Wednesday, June 22, 2011

Effective Communication Isn't Easy

Written by Ms.Berman
Dedicated to my inspiration, Lizzy.  
Communication:  no one said that it is supposed to be easy.  Many people consider themselves to be adept at this skill.  If a person is forthright with her/his feelings and is clear on his/her thoughts , does this ensure that they will be communicated effectively?  The answer lies in point of view.  It is not only the intent of the message that is essential, but how it is perceived.  Taking the time to check for clarity and understanding isn’t something that comes naturally to most of us. 
Point of view and misinterpretation, however, are at the core of many conflicts between individuals and groups of people, and should be considered when tension arises.  Unnecessary angst and hurt feelings often crop up from a mere misunderstanding of the meaning behind a particular statement.  Being that it isn’t realistic to check the intent behind every statement that may come off as offensive, here are some life rules to help you navigate when communicating.

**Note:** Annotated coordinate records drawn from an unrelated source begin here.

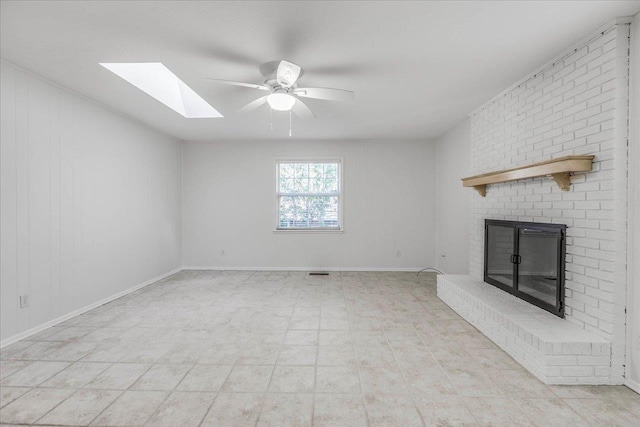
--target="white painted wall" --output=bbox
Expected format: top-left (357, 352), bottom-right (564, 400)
top-left (626, 13), bottom-right (640, 393)
top-left (0, 62), bottom-right (181, 342)
top-left (435, 119), bottom-right (475, 274)
top-left (183, 140), bottom-right (435, 270)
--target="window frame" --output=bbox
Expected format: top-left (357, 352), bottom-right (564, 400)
top-left (273, 157), bottom-right (344, 234)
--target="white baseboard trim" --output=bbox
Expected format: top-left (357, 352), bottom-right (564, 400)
top-left (624, 378), bottom-right (640, 394)
top-left (0, 267), bottom-right (182, 348)
top-left (182, 265), bottom-right (422, 273)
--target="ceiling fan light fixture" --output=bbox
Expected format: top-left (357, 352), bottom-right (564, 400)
top-left (267, 93), bottom-right (296, 111)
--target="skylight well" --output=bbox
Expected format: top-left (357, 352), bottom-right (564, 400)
top-left (100, 62), bottom-right (223, 119)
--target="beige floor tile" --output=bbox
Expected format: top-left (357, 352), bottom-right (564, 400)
top-left (313, 394), bottom-right (367, 427)
top-left (512, 398), bottom-right (588, 427)
top-left (0, 341), bottom-right (64, 360)
top-left (0, 361), bottom-right (71, 387)
top-left (236, 344), bottom-right (281, 365)
top-left (202, 393), bottom-right (264, 427)
top-left (0, 271), bottom-right (640, 427)
top-left (91, 391), bottom-right (169, 426)
top-left (563, 399), bottom-right (640, 427)
top-left (129, 364), bottom-right (191, 390)
top-left (0, 388), bottom-right (75, 424)
top-left (354, 344), bottom-right (396, 367)
top-left (468, 348), bottom-right (523, 369)
top-left (41, 362), bottom-right (111, 388)
top-left (176, 365), bottom-right (233, 391)
top-left (40, 341), bottom-right (97, 362)
top-left (316, 366), bottom-right (360, 393)
top-left (276, 345), bottom-right (318, 366)
top-left (0, 386), bottom-right (31, 410)
top-left (318, 345), bottom-right (358, 366)
top-left (548, 385), bottom-right (640, 401)
top-left (85, 363), bottom-right (151, 390)
top-left (360, 366), bottom-right (409, 394)
top-left (464, 397), bottom-right (535, 427)
top-left (0, 360), bottom-right (33, 381)
top-left (257, 393), bottom-right (313, 427)
top-left (320, 315), bottom-right (351, 331)
top-left (289, 317), bottom-right (320, 330)
top-left (318, 331), bottom-right (353, 347)
top-left (38, 390), bottom-right (122, 425)
top-left (487, 369), bottom-right (553, 398)
top-left (293, 307), bottom-right (320, 318)
top-left (364, 394), bottom-right (422, 427)
top-left (284, 330), bottom-right (318, 345)
top-left (147, 391), bottom-right (216, 427)
top-left (443, 367), bottom-right (505, 396)
top-left (401, 365), bottom-right (457, 396)
top-left (269, 366), bottom-right (316, 393)
top-left (414, 395), bottom-right (477, 427)
top-left (222, 365), bottom-right (273, 392)
top-left (198, 344), bottom-right (244, 365)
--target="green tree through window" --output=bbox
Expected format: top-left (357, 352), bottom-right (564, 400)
top-left (277, 160), bottom-right (341, 230)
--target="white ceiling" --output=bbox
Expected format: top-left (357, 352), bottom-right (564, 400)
top-left (0, 1), bottom-right (640, 140)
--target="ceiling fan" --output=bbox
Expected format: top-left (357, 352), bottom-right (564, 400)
top-left (207, 60), bottom-right (354, 119)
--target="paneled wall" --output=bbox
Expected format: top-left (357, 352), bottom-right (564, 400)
top-left (0, 62), bottom-right (181, 341)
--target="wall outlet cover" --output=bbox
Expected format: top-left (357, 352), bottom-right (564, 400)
top-left (20, 295), bottom-right (29, 308)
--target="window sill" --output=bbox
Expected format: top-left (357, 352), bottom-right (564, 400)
top-left (273, 228), bottom-right (344, 234)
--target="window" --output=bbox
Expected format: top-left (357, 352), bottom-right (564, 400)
top-left (276, 160), bottom-right (342, 230)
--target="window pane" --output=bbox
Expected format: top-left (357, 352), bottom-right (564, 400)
top-left (278, 196), bottom-right (339, 228)
top-left (280, 163), bottom-right (295, 179)
top-left (294, 163), bottom-right (309, 178)
top-left (278, 162), bottom-right (340, 228)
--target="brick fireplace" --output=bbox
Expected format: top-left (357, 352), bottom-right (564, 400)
top-left (438, 19), bottom-right (630, 384)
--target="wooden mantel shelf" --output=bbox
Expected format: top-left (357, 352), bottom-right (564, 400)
top-left (462, 156), bottom-right (595, 197)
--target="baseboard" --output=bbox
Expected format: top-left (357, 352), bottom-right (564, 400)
top-left (0, 267), bottom-right (182, 348)
top-left (624, 378), bottom-right (640, 394)
top-left (182, 265), bottom-right (422, 273)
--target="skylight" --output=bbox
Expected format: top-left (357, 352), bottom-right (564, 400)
top-left (100, 62), bottom-right (222, 118)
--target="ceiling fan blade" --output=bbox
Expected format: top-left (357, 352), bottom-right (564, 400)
top-left (292, 98), bottom-right (316, 119)
top-left (276, 60), bottom-right (302, 87)
top-left (238, 95), bottom-right (268, 113)
top-left (205, 77), bottom-right (270, 90)
top-left (293, 87), bottom-right (355, 102)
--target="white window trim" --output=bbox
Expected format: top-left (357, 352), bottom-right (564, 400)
top-left (273, 157), bottom-right (344, 234)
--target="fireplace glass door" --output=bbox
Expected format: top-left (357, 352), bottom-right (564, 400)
top-left (485, 224), bottom-right (516, 288)
top-left (484, 220), bottom-right (566, 317)
top-left (517, 228), bottom-right (558, 305)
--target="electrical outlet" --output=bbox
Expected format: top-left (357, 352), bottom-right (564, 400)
top-left (20, 295), bottom-right (29, 308)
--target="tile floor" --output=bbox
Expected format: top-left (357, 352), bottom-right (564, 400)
top-left (0, 271), bottom-right (640, 427)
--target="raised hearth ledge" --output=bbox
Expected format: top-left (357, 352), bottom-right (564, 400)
top-left (437, 274), bottom-right (611, 384)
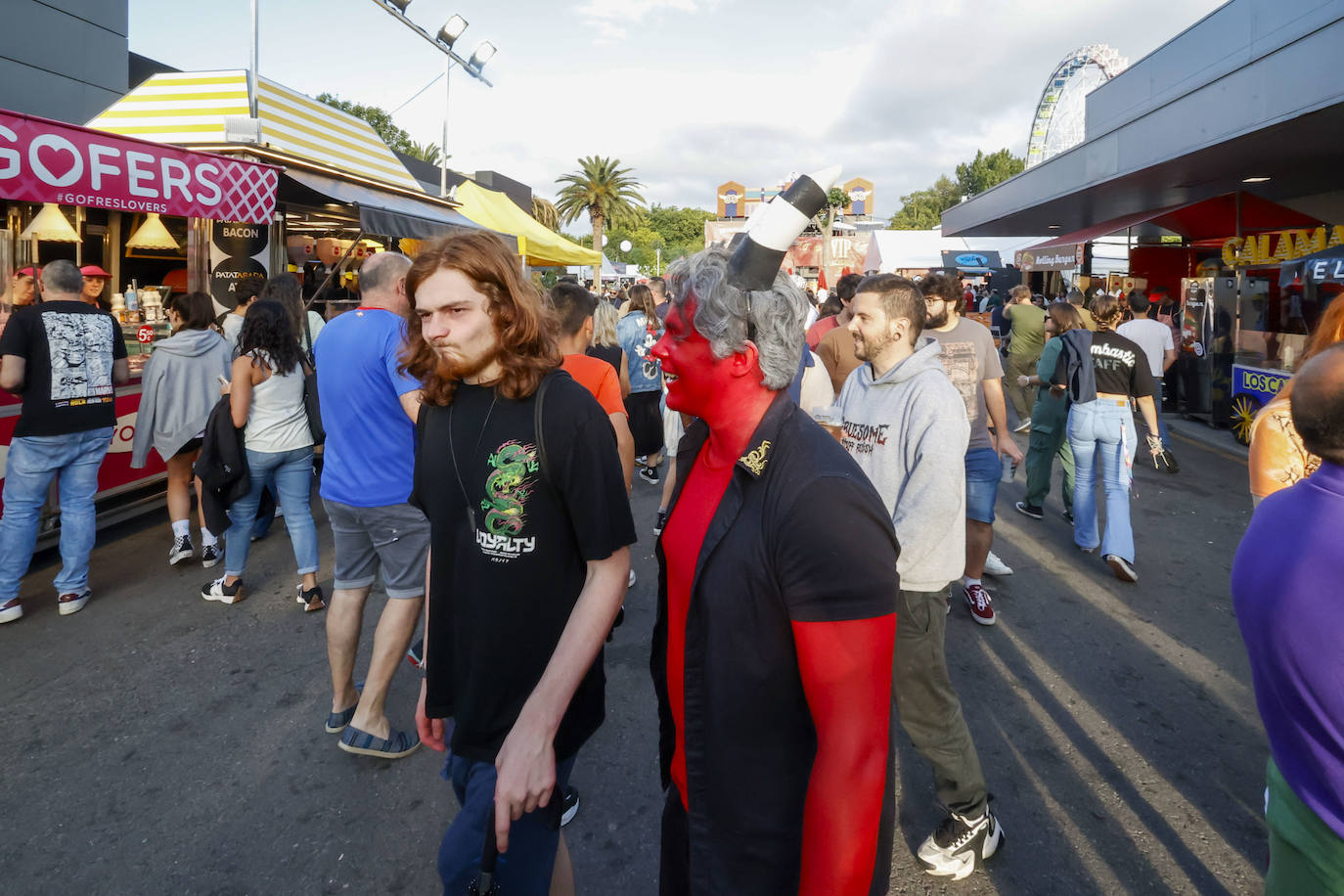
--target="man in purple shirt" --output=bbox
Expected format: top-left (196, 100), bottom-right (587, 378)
top-left (1232, 346), bottom-right (1344, 895)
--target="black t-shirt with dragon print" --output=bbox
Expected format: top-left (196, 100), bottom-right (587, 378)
top-left (410, 371), bottom-right (636, 762)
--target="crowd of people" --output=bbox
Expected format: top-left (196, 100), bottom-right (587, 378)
top-left (0, 233), bottom-right (1344, 893)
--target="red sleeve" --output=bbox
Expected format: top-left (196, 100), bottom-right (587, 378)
top-left (793, 612), bottom-right (896, 896)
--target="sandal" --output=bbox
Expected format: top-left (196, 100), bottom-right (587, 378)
top-left (298, 584), bottom-right (327, 612)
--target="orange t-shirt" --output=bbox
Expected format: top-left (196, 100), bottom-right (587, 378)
top-left (560, 355), bottom-right (625, 417)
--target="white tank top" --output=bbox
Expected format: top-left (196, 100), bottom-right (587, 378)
top-left (244, 352), bottom-right (313, 453)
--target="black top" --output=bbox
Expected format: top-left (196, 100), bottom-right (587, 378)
top-left (410, 371), bottom-right (636, 762)
top-left (650, 392), bottom-right (901, 896)
top-left (587, 345), bottom-right (621, 374)
top-left (1055, 331), bottom-right (1157, 402)
top-left (0, 301), bottom-right (126, 435)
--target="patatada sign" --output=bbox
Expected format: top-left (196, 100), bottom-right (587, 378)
top-left (1223, 224), bottom-right (1344, 267)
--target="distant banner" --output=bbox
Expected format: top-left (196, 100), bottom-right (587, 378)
top-left (1013, 245), bottom-right (1083, 271)
top-left (0, 111), bottom-right (280, 224)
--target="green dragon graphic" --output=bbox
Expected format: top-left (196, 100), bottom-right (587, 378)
top-left (481, 440), bottom-right (538, 536)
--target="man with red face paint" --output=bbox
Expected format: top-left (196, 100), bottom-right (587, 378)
top-left (650, 247), bottom-right (899, 896)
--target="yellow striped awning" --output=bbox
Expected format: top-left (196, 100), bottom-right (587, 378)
top-left (89, 68), bottom-right (422, 192)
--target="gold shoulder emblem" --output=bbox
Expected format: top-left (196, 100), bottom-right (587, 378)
top-left (738, 439), bottom-right (770, 475)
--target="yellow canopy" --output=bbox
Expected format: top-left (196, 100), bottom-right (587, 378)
top-left (457, 180), bottom-right (603, 267)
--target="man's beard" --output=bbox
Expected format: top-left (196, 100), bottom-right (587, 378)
top-left (438, 348), bottom-right (500, 381)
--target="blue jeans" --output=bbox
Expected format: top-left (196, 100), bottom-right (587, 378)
top-left (1068, 398), bottom-right (1137, 562)
top-left (435, 752), bottom-right (575, 896)
top-left (224, 446), bottom-right (317, 576)
top-left (0, 426), bottom-right (112, 604)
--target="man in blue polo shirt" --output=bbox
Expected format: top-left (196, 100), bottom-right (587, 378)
top-left (313, 252), bottom-right (428, 759)
top-left (1232, 340), bottom-right (1344, 896)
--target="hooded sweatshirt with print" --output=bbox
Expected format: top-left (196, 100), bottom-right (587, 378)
top-left (838, 336), bottom-right (970, 591)
top-left (130, 329), bottom-right (234, 468)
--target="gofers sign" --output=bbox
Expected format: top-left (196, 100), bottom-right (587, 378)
top-left (0, 111), bottom-right (280, 224)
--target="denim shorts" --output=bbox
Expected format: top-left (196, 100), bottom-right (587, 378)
top-left (323, 498), bottom-right (428, 599)
top-left (966, 449), bottom-right (1003, 522)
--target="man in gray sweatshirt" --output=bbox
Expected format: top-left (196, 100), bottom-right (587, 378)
top-left (838, 274), bottom-right (1003, 880)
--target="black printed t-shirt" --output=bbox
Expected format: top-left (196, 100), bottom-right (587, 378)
top-left (410, 372), bottom-right (636, 762)
top-left (0, 301), bottom-right (126, 435)
top-left (1055, 331), bottom-right (1157, 398)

1.   Understand that people’s behavior, including their verbal communication, is primarily a reflection upon them, and to a small percentage, a reflection upon you.  As human beings, we tend to personalize every situation to be about us.  In reality, a person’s words and actions normally represent what it going on in their world, not yours.  When someone is hurtful towards you, think of yourself like a mirror… and let it bounce back toward them.  You don’t need to be rude.  However, no one can make you feel badly about yourself without your permission.
2.   Remember that you cannot control another person’s words or actions.  The only thing that you can control is you, and how you react to him/her.  You’re best off remaining as least reactive as possible.  People tend to say and do more outrageous behaviors to others whom they can elicit the greatest responses from.  Neutral reactors are of no value to attention seekers and will no longer be their target.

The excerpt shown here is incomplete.